Festival de Cahors 2005

Le festival de Blues de Cahors, ce sont 5 jours de musique Blues et de soleil, de bon vin et de Cabécou. Mais c’est aussi la magie du Blues sous les platanes de l’Allée des Soupirs, près du Pont Valentré, face à la scène Juke Joint Blues, tous les après-midi, dès 16h30.

Premier groupe à ouvrir le bal de cette 24ème édition en ce mardi 19 juillet, et Dieu sait qu’il est difficile d’être ainsi en première ligne et de lancer un festival, Mama’s Biscuits : un groupe qui vous fait plonger dans le Blues, le Rythm & Blues, la Soul et le Gospel des années 50 et 60. Mama’s Biscuits, c’est une rythmique de talent, avec Thibault Chopin à la basse et Fabrice Millerioux à la batterie, épaulés par un excellent Stan Noubar Pacha à la guitare. Un Stan des grands jours, comme lorsqu’il joue les seconds couteaux de luxe au sein de The Blues Conspiracy où son talent rivalise avec celui du ténébreux mais terriblement efficace Neal Black, un Stan au touché délicat et assuré comme au sein du Steve Verbecke Trio, un Stan talentueux comme au sein des Tortilleurs chers à Benoît Blues Boy, un Stan qui se refuse en leader d’un possible Stan Blues Band, préférant jouer les mercenaires de prestige – reconnu et apprécié par tous ! – aux risques et dangers du leadership.

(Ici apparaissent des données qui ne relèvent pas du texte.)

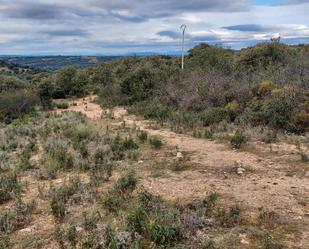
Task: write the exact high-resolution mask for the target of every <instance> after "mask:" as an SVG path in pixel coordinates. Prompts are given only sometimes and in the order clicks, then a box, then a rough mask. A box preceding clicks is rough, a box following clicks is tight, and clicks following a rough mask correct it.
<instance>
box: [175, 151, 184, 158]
mask: <svg viewBox="0 0 309 249" xmlns="http://www.w3.org/2000/svg"><path fill="white" fill-rule="evenodd" d="M176 157H177V158H178V159H182V158H183V154H182V153H181V152H180V151H178V152H177V154H176Z"/></svg>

Mais Mama’s Biscuits ne serait pas Mama’s Biscuit s’il n’y avait Véronique Sauriat, Véro, dont la voix s’affirme à chaque concert. Une Véro qui sait charmer et faire frissonner, comme dans Because it’s Love ou Steal Away, et tout comme dans le dernier album du groupe, Woman, petit bijou de 16 titres et sur lequel apparaît Julien Brunetaud aux claviers. Une Véro qui ne se contente jamais d’assurer en donnant dans le facile, mais qui prend des risques à chaque concert en s’imposant un répertoire difficile. Et rien que pour cela elle mérite toute notre attention et notre admiration. Et de grosses bises, aussi.

Bien lancé par ce quatuor, le festival de Cahors démarre sur les chapeaux de roue. Passant la seconde, presque en surrégime. Limite zone rouge. Eric Starczan, jeune guitar hero révélé au cours de la tournée du batteur américain Tony Coleman à Bougy en 2003, pousse la sono au max, faisant étalage de tout son talent et de ses capacités de virtuose de la six cordes. Déluge d’un mix acéré de Blues, de Rock et de Funk qu’il plonge de temps à autres à la sauce Sinclair. C’est fort, c’est puissant, c’est efficace, mais il reste encore à cet Eric « le foudroyant » à tracer sa ligne et affirmer son style.

Eric, laisse Steve, Jimi et les autres maîtres du manche à leurs étoiles et trace ton propre chemin. Petit, tu en as le talent, et le temps.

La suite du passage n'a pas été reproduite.